Mit diesem Forschungsprojekt soll die Fragestellung geklärt werden, welche Bedürfnisse und Anforderungen die verschiedenen NutzerInnengruppen bei der Ausgestaltung eines Arbeitsplatzes im sicherheitskritischen Umfeld haben. Im Speziellen sollen dazu auch die unterschiedlichen Bedürfnisse von Frauen und Männern bei der Bedienung der Systeme erhoben werden und vorhandene Unterschiede bei der Nutzung im Kontext untersucht und analysiert werden. Die im Projekt gewonnenen Erkenntnisse könnten in Folge die Bedienbarkeit und Akzeptanz bei der Systemgestaltung und dem Technologieeinsatz für alle NutzerInnengruppen zu verbessern.

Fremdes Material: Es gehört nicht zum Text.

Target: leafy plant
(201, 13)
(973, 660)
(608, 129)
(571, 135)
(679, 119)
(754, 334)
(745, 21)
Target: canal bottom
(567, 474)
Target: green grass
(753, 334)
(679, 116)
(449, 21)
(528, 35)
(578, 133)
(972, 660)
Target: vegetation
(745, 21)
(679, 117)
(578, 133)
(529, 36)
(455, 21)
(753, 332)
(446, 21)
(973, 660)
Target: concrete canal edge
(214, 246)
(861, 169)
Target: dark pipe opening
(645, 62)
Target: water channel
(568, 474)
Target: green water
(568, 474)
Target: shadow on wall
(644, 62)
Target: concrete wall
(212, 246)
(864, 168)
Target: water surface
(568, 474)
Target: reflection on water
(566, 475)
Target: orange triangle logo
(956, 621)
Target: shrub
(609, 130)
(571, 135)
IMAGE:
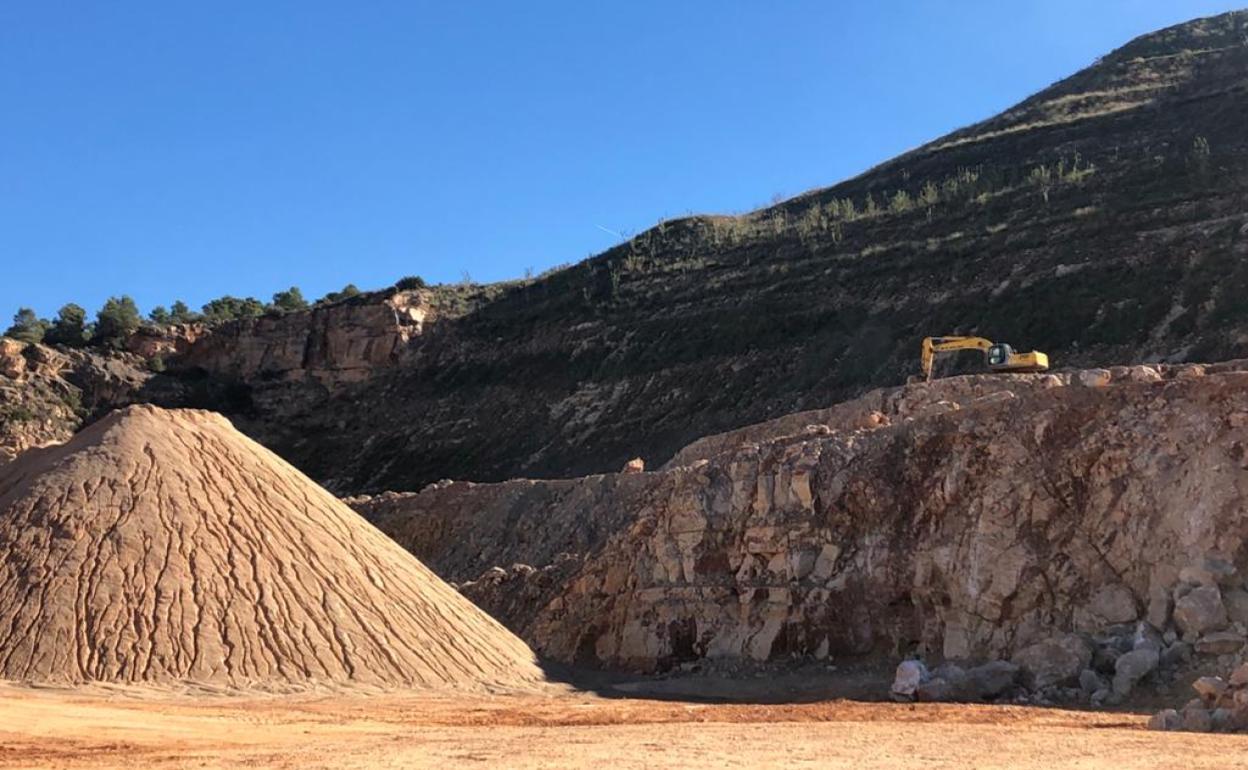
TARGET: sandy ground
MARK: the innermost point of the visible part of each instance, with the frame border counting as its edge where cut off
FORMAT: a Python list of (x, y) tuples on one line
[(70, 729)]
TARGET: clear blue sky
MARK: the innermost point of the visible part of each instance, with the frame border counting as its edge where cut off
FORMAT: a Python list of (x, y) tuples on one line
[(190, 150)]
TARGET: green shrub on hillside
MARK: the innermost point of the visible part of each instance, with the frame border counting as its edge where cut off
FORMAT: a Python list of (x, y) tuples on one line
[(115, 322), (70, 327)]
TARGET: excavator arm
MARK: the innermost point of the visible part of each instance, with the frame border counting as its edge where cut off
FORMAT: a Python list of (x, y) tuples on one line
[(999, 357), (945, 345)]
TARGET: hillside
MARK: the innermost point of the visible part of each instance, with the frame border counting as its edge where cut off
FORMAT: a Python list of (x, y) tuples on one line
[(1101, 220), (161, 547), (966, 519)]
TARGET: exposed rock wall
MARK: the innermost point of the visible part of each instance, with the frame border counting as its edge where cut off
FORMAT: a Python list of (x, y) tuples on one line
[(338, 343), (961, 532), (45, 393)]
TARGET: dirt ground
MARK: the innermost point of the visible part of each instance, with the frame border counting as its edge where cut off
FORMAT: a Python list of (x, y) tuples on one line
[(71, 729)]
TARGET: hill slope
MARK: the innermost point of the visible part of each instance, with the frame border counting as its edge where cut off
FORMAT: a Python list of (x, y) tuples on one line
[(165, 547), (1101, 220)]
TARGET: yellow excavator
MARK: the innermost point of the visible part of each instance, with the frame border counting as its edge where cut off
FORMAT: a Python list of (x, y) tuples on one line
[(999, 356)]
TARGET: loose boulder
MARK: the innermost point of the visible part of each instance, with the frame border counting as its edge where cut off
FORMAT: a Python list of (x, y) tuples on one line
[(1055, 662), (909, 677), (1199, 610)]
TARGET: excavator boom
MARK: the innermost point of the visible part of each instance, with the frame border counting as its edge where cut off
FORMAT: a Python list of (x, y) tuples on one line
[(997, 356)]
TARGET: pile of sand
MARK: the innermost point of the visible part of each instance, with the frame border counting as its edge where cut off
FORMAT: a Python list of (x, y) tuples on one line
[(166, 547)]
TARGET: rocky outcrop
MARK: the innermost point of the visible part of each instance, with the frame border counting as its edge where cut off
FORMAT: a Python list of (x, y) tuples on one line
[(332, 345), (1101, 220), (46, 393), (1051, 504), (150, 341)]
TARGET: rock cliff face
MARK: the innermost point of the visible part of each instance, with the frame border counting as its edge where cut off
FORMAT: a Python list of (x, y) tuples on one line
[(970, 519), (46, 393), (1101, 220), (335, 345)]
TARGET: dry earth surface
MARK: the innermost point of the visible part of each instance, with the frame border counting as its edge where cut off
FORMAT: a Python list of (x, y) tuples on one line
[(164, 545), (71, 729)]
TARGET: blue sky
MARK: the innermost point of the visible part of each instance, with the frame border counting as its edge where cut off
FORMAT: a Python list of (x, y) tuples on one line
[(189, 150)]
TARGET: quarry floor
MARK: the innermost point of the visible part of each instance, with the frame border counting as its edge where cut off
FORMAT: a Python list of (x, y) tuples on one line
[(70, 729)]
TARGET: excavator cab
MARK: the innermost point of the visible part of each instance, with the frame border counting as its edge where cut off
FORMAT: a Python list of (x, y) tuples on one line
[(999, 355)]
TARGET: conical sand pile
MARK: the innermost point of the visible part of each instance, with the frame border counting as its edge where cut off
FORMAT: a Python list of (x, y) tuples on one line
[(164, 545)]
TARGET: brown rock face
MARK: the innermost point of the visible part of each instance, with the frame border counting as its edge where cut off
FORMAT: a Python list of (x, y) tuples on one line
[(969, 532), (46, 393), (1101, 221), (335, 345), (165, 547)]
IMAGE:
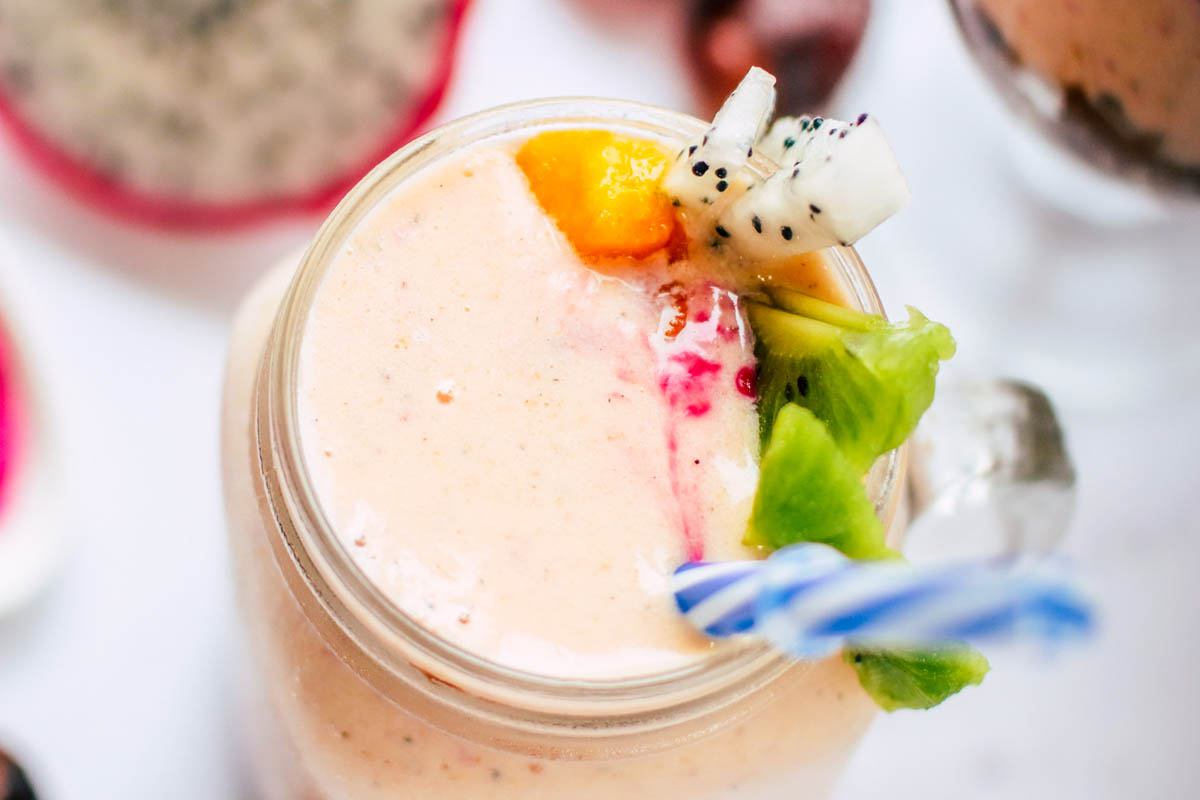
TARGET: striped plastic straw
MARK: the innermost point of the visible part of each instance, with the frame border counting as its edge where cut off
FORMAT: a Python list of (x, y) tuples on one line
[(810, 600)]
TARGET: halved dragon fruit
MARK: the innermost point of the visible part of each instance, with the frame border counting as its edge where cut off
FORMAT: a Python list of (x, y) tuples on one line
[(217, 113), (835, 181)]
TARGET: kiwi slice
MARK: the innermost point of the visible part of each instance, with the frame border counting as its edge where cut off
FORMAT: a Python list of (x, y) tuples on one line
[(809, 492), (916, 679), (869, 380)]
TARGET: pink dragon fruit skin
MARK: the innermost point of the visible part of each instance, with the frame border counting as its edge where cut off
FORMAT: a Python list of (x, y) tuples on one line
[(30, 530), (94, 133)]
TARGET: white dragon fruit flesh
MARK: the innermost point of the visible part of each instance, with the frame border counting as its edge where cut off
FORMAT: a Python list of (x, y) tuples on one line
[(835, 181), (209, 113), (709, 172), (835, 184)]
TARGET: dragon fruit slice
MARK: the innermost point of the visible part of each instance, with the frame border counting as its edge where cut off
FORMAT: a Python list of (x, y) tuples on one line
[(217, 113), (711, 172), (837, 182)]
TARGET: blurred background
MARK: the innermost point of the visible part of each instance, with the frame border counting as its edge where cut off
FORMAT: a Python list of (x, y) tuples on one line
[(1053, 150)]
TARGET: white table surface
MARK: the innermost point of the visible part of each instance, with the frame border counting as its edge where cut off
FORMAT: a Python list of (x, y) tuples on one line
[(117, 683)]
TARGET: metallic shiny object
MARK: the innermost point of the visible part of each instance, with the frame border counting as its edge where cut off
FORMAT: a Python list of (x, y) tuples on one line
[(990, 474)]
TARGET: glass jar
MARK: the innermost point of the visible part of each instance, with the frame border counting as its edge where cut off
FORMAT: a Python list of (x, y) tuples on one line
[(353, 698)]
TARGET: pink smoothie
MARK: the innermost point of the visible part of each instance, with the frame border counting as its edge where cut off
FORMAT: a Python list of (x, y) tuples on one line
[(519, 450), (516, 449)]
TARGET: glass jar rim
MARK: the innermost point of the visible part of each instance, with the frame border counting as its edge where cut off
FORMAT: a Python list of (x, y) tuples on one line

Als Testumgebungen sollen drei verschiedene Bereiche herangezogen werden. Eine Flugsicherungszentrale mit hoher Komplexität der Systeme und hohen Anforderungen an die MitarbeiterInnen, eine Leitzentrale der Bahn mit mittleren Anforderungen und eine Notrufzentrale der Rettung. In einem ersten Schritt soll zunächst der Status-Quo der geschlechterspezifischen Zusammensetzung der  Belegschaft in den jeweiligen Umgebungen erhoben werden. Anschließend sollen Nutzungskontextanalysen in den jeweiligen Kontrollzentren durchgeführt werden um jeweils Gemeinsamkeiten und Unterschiede herauszuarbeiten. Dazu sollen Systeme, Aufgaben der User, Ausbildung der User, usw. analysiert werden.  Als Basis dafür sollen zunächst die verwendbaren Testmethoden identifiziert werden (z.B. Interviews, Beobachtungen, Fragebögen, Usability-Tests, usw.) und diese dann in den Kontrollzentren auf Verwendbarkeit und Aussagekraft überprüft werden.

Projektergebnis sind Guidelines zur kontextsensitiven Analyse von Anforderungen aus Gender und Diversity für Arbeitsplatzumgebungen speziell im Bereich sicherheitskritischer Systeme. Dazu zählen neben dem Methodenset zur Evaluierung auch konkrete Richtlinien für dessen Einsatz. Sie ermöglichen damit in Zukunft richtungssichere Designentscheidungen für geschlechtsneutrale Arbeitsplätze und können damit einen wertvollen Beitrag für das Gendermainstreaming im untersuchten Arbeitsumfeld sein.